Sugestão Para Domingo à Tarde #63: Cyrus (Jay Duplass, Mark Duplass, 2010)

Been in a kind of a dark, existential place, to tell you the truth and then… I met your mum

Podia bem ser o início de uma “mum joke”, mas é antes uma frase de Cyrus, resumindo a obra em toda a sua simplicidade. Uma história existencialista, misturada com uma profunda depressão, e uma dose terrível de realidade e do seu lado negro: a solidão.

Cyrus é um filme sério transvestido de comédia de domingo e isso eleva-o para um patamar superior, com um enorme efeito surpresa.

Na história acompanhamos John (John C. Reilly) um homem de meia idade profundamente solitário que nunca ultrapassou o divórcio com Jamie (Catherine Keener) – que entretanto assume também o papel de única amiga. Até que… conhece Molly (a genial Marisa Tomei), uma linda mulher que surpreendentemente se interessa por John.

Tudo isto seria perfeito se Molly não tivesse um segredo: O filho Cyrus (Jonah Hill), um jovem adulto com uma patológica ansiedade de separação da mãe – quem vos escreve deve admitir que também teria, caso a sua mãe fosse a Marisa Tomei.
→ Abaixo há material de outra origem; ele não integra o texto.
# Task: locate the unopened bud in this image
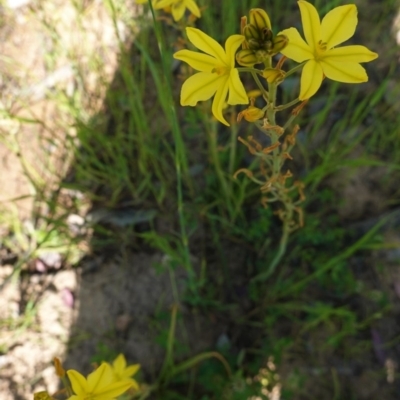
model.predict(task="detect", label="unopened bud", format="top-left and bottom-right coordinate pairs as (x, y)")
top-left (53, 357), bottom-right (65, 378)
top-left (261, 28), bottom-right (274, 42)
top-left (238, 106), bottom-right (265, 122)
top-left (250, 8), bottom-right (271, 31)
top-left (263, 68), bottom-right (285, 83)
top-left (243, 24), bottom-right (261, 41)
top-left (236, 49), bottom-right (259, 67)
top-left (272, 35), bottom-right (289, 55)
Ora isto podia dar para a comédia absurda, para o romance, para a facilidade. No entanto, opta por percorrer o caminho mais difícil: o da compreensão da realidade. Por mais inusitada que sejam as situações, nós conseguimos sempre nos relacionar com aquelas pessoas, retratadas como isso mesmo: pessoas. Abordando temas como a depressão e a solidão, Cyrus consegue a todo o momento tirar a “nuvem negra” que estas temáticas carregam, optando por representar com alguma leveza e naturalidade esta realidade tão dura.

Ninguém se vai desmanchar a rir nesta obra, nem será esse o objetivo. Neste filme quasi-existencialista John interpreta uma espécie de Woody Allen mundano, sem a filosofia, mas com toda a depressão e a exploração do ridículo. Aliás, numa das primeiras cenas do filme, onde John vai a uma festa, assistimos a uma ode ao ridículo das convenções e aquilo que se deve, ou não deve dizer.

Então, porque raio estamos a recomendar este filme para o domingo, ainda por cima no dia do pai? Porque a) podemos; e b) porque o vosso pai também merece qualidade. Que tal hoje optarmos pela qualidade difícil de digerir?